Supponiamo di voler far passare le nostre connessioni attraverso la macchina ssh.example.com.
Per prima cosa stabiliamo il tunnel ssh dinamico con ssh.example.com

andy@mojito:~$ ssh ­-D 2080 root@ssh.example.com

Questo vi lascerà aperto un terminale, di cui probabilmente non avrete bisogno: possiamo mandare
ssh in backgruond con l’opzione ­-f

andy@mojito:~$ ssh ­-D 2080 -­f ­-N root@ssh.example.com

Una volta instaurato il tunnel dovremo utilizzare un applicativo locale che faccia da proxy SOCKS, ad esempio tsocks ( tsocks provides transparent network access through a SOCKS version 4 or 5 proxy (usually on a firewall). tsocks intercepts the calls applications make to establish TCP connections and transparently proxies them as necessary.

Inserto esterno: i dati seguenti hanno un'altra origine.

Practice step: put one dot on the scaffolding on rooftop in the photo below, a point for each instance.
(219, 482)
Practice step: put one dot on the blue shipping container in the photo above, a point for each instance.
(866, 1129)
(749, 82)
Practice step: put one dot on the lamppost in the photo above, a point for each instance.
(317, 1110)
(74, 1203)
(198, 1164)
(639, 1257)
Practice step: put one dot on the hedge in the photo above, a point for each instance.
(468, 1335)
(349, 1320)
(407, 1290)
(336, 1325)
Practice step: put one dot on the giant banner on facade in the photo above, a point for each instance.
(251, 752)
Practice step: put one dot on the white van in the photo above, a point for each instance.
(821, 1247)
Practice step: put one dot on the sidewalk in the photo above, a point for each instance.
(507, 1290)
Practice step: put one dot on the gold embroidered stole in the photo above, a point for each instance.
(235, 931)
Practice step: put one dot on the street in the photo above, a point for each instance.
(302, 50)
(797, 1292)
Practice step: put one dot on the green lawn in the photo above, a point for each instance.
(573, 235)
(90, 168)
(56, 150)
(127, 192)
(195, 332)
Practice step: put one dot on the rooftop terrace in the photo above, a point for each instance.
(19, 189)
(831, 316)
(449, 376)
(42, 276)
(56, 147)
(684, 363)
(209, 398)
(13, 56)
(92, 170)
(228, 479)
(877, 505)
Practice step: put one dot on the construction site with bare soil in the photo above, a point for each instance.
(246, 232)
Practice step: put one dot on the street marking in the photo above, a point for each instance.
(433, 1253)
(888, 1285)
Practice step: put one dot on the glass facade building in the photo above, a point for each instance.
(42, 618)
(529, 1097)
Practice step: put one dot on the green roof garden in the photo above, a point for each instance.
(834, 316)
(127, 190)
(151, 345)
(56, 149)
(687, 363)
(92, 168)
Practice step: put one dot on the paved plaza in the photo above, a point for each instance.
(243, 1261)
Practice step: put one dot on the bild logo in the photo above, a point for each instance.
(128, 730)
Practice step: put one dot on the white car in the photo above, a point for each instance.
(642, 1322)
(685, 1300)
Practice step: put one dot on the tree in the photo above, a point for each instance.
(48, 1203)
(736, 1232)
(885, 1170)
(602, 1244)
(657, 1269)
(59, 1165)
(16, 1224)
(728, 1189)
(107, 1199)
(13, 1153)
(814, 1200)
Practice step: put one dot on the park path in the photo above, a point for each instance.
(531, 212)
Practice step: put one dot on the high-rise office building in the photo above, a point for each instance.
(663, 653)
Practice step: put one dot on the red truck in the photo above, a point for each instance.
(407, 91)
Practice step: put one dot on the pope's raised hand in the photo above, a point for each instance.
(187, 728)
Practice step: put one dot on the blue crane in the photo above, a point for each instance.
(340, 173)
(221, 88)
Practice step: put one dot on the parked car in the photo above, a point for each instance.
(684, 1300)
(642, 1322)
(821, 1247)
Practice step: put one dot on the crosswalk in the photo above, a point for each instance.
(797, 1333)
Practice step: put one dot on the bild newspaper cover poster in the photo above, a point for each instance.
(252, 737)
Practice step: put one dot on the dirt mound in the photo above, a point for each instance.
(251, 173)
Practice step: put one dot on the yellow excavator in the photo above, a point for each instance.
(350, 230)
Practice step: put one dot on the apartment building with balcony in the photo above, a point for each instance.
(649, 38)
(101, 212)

This allows existing applications to use SOCKS without recompilation or modification.)

Lo configureremo per inoltrare tutte le connessioni sull’host locale verso la porta 2080

#inserite tutte le reti locali
local = 10.4.13.0/255.255.0.0
local = 10.1.0.0/255.255.0.0
#inserite l’ip del server
server = 127.0.0.1
#e la porta
server_port = 2080

Ora possiamo lanciare qualsiasi applicazione con tsocks

andy@mojito:~$ tsocks xchat

e questa, attraverso il tunnel creato prima, passerà, criptata, dall’ host ssh.example.com

2 Port forwarding con sistemi Windows
Possiamo utilizzare Putty (http://www.chiark.greenend.org.uk/~sgtatham/putty/)
per creare tunnel criptati con SSH
Supponiamo ad esempio di voler collegarci in maniera sicura al server proxy sunshine.cs.uu.nl sulla
porta 3128
Creiamo una nuova sessione ssh verso questo server

port forwarding putty

Quindi, selezioniamo il tab “Tunnels” e specifichiamo la porta locale, quella remota e l’host remoto
e poi clickiamo il tasto [Add]:

port forwarding putty

Infine, col tasto [Open] iniziamo la sessione

port forwarding putty

Possiamo anche salvare questi settaggi tornando al tab “Session” e usando [Save] prima di aprire la
sessione.
Questo esempio è l’equivalente del comando UNIX:

ssh ­L 3128:proxy:3128 your_username_here@sunshine.cs.uu.nl

In pratica forwarda la porta locale 3128 verso la porta 3128 dell’host ‘provy’ attraverso la
connessione SSH.
Putty è un client SSH, quindi aprirà una finestra di terminale.
Quando concluderete la sessione potete chiudere la finestra senza problemi.